Milieu forestier

Une politique qui n’est pas suffisante

L’auteur s’adresse au ministre des Forêts, de la Faune et des Parcs du Québec, Pierre Dufour

Le Programme Innovation Bois (PIB) peut animer l’industrie de la transformation du bois d’un esprit nouveau capable de faire une différence durable pour les communautés forestières. Votre raisonnement est logique, même plausible.

Mais cette approche industrielle est-elle suffisante ? Le sigle même de ce programme révèle un biais sectoriel. Il écorne vos prétentions à la durabilité de la forêt et des communautés qui y sont implantées. Quels sont vos engagements envers le territoire ?

Toute la saga entourant le caribou forestier démontre un manque de sensibilité face à l’importance du territoire en matière de gestion. Depuis 2003, on a privilégié les emplois aux dépens de l’habitat du caribou. Les coupes rajeunissant les forêts, elles deviennent inhospitalières au caribou. Mais cela hypothèque aussi le maintien des emplois à long terme. Que faire ? Pour les hardes mises en enclos, j’avoue mon incompétence. Mais ailleurs, comme pour le groupe de caribous du Pipmuacan sur la Côte-Nord, il appartient aux acteurs de terrain d’établir des compromis. Vos aménagistes locaux, les représentants des entreprises visées et des porte-parole des communautés innues concernées devraient arriver à s’accorder en toute connaissance des conséquences avec lesquelles ils auront à vivre. Ces arrangements feront exemple ailleurs sur le territoire. Mais d’avance, les choix seront difficiles. Les données probantes de la science indiquent qu’il y aura des effets tant sur la récolte que sur l’habitat du caribou.

Toutefois, ici, il importe de laisser des interlocuteurs territoriaux baliser les possibles.
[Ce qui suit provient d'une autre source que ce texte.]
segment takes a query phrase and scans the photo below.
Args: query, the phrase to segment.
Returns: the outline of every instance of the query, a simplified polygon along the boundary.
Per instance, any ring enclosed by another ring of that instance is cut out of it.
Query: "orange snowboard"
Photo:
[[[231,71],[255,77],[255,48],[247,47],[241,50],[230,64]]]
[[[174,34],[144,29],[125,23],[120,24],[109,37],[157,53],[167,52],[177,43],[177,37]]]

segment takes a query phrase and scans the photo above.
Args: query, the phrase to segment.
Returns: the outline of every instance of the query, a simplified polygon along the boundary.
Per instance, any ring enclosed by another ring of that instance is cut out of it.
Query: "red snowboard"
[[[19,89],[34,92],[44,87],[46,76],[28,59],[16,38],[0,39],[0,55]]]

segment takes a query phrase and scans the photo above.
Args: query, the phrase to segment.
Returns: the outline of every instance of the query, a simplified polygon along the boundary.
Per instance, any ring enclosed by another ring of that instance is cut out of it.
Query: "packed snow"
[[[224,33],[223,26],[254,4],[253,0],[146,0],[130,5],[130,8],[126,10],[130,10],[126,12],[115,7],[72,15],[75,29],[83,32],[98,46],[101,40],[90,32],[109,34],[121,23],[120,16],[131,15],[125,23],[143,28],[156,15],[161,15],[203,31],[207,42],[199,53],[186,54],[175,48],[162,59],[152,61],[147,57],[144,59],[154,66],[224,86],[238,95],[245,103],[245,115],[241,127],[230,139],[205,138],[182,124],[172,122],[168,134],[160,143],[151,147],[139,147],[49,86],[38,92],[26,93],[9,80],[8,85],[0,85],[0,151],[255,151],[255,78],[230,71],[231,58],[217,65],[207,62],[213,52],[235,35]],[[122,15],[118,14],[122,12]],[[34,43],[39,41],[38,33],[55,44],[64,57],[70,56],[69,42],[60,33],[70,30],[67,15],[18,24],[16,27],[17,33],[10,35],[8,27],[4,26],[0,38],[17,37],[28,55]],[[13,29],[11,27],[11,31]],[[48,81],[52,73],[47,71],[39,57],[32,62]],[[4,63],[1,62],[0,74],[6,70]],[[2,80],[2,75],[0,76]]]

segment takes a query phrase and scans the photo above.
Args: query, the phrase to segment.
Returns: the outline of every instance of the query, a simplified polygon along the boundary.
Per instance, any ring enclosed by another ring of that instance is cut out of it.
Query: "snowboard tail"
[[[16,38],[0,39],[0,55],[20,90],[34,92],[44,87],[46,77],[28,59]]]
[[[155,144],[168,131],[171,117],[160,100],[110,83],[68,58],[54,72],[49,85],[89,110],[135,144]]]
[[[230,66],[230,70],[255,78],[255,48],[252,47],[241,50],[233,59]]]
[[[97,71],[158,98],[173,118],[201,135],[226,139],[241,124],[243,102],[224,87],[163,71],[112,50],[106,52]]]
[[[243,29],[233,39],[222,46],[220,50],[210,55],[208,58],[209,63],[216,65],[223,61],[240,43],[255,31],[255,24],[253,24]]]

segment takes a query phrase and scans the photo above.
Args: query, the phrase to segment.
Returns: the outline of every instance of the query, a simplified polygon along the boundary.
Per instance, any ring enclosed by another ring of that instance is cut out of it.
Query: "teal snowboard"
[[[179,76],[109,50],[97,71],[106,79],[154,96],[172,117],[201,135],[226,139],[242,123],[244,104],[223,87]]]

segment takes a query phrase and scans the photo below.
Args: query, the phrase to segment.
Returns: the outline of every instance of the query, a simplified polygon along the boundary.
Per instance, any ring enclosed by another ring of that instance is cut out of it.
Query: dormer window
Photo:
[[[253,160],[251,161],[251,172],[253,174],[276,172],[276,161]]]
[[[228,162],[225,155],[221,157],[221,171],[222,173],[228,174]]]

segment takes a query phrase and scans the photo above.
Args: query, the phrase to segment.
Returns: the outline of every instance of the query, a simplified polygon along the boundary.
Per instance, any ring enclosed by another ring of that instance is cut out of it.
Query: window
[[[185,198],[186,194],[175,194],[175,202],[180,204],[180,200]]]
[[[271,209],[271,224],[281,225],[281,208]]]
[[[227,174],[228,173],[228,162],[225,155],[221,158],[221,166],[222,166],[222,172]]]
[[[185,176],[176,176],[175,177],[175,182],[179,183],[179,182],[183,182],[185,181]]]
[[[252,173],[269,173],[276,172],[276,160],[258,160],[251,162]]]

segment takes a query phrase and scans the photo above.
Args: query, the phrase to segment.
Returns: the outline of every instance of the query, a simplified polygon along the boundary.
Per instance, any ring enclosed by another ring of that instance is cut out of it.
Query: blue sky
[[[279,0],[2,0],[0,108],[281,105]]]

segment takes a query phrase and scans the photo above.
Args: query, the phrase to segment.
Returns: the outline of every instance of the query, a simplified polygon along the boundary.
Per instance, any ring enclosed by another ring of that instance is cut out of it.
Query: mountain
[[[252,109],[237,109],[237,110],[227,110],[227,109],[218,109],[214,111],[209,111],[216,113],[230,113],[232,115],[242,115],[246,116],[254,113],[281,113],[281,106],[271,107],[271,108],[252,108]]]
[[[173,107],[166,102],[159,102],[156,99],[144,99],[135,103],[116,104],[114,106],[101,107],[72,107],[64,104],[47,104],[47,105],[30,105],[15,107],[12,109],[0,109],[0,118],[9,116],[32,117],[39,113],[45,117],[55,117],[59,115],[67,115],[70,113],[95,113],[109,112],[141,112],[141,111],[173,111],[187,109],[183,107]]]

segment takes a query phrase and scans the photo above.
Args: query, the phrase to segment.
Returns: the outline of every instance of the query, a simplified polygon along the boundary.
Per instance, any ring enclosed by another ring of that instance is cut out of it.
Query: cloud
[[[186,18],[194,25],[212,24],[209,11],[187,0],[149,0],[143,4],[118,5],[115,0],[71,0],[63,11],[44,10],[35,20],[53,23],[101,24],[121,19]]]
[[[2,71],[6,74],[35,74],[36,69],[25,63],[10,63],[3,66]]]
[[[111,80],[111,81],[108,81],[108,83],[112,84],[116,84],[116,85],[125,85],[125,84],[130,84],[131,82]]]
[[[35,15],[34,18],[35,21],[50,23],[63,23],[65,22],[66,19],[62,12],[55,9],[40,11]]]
En passant, je ne saurais trop vous recommander un séjour de quelques nuitées en camp avec des Innus. C’est une expérience enrichissante quant à la signification de territoire. Ça inspire le respect.

Quand il est question d’identifier des scénarios acceptables, la notion d’acceptabilité sociale ressurgit spontanément. Rappelons que ça se construit avant de se mesurer. Comment ? Par la participation des publics concernés par un projet. Curieusement, l’expression acceptabilité sociale est absente de la politique de consultation sur la gestion du milieu forestier déposée par votre ministère en juillet 2021. Construire l’acceptabilité d’un plan d’aménagement forestier intégré passe nécessairement par la cocréation d’une vision souhaitée pour le territoire. Croire qu’il suffit de bien expliquer les modalités d’intervention de production de bois est illusoire. Cette errance explique peut-être les revendications populaires qui émergent régulièrement dans les médias depuis quelques années.

Si la volonté d’une gestion intégrée de la forêt repose seulement sur un système d’information au sujet du maintien de la récolte du bois, nous avons un problème. Parlez-en aux gens de Saint-Mathieu-du-Parc, de Trois-Rives ou de Chute-Saint-Philippe, par exemple. Dans ce dernier cas, un octogénaire menaçant de devenir « L’homme qui plantait des clous » illustre avec panache les limites de votre politique à refléter la singularité des territoires eu égard aux gens qui l’habitent. Dans cette veine, on peut aussi se demander où en est la politique de forêts de proximité. Plus de dix ans après une vaste consultation menée dans l’enthousiasme, la possibilité de voir des communautés géographiques gérer des forêts reste une lubie riche de déceptions.

Monsieur le Ministre, je vous écris cette lettre pour exprimer des inquiétudes. Tant de gestes dilatoires posés en regard de vos obligations de pérenniser le patrimoine forestier n’augurent rien de bon. Votre tâche consiste évidemment à garantir une production de bois. Mais elle comprend aussi la responsabilité d’inscrire les gens du Québec dans le territoire forestier.